The Wall Street Journal reported on the Stephanopoulos scandal on Friday, and found another national TV anchor in the database. “Judy Woodruff, the co-anchor and managing editor of PBS NewsHour, gave $250 in 2010 to the foundation’s aid efforts for victims of the Haiti earthquake.” She was a senior correspondent then, before Jim Lehrer retired.
Woodruff initially recalled the donation as being for $1,000, but based the $250 amount as the one on her 2010 tax return. Woodruff tried to make it sound bipartisan:
“I made the gift in response to an urgent joint appeal from former President Clinton and then-President George W. Bush for aid to the victims of the Haiti earthquake,” she said in an email Thursday. “Seeing the massive loss of human life and the terrible conditions for survivors, I wanted to make a contribution and saw this as a way to do that.”
The Journal reported “Ms. Woodruff has interviewed Mr. Clinton several times over the course of her career. In 2013, she interviewed him at the annual meeting of the Clinton Global Initiative about his ambitions for the organization.”

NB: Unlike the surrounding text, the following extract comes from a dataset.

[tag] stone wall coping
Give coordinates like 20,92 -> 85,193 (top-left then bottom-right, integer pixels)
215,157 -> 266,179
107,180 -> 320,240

That came on September 23, 2013, in the usual round of softball interviews that Bill Clinton does at that annual-confab time. Woodruff had just been named co-anchor with Gwen Ifill. Like Stephanopoulos, Woodruff did not disclose she was a donor to Clinton’s efforts:
JUDY WOODRUFF: So the Clinton Global Initiative, this is your ninth year, is that right? The theme this year is Mobilizing for Impact. Most people, I think, in this country look at the incredible poverty that exists around the world, developing countries. What do you see? How do you measure that progress has been made?
BILL CLINTON: I will give you an example. That`s the best way to answer it, from our own foundation. In Malawi, we have got this anchor farm, about 400 acres. We teach people the best farming techniques. We buy for the farmers cheaper seeds, cheaper fertilizer, cheaper insecticide. We take their crops to market for free. We store them properly so they can wait until they can get a high price. And we`re talking about women on an acre of land farming with a hoe.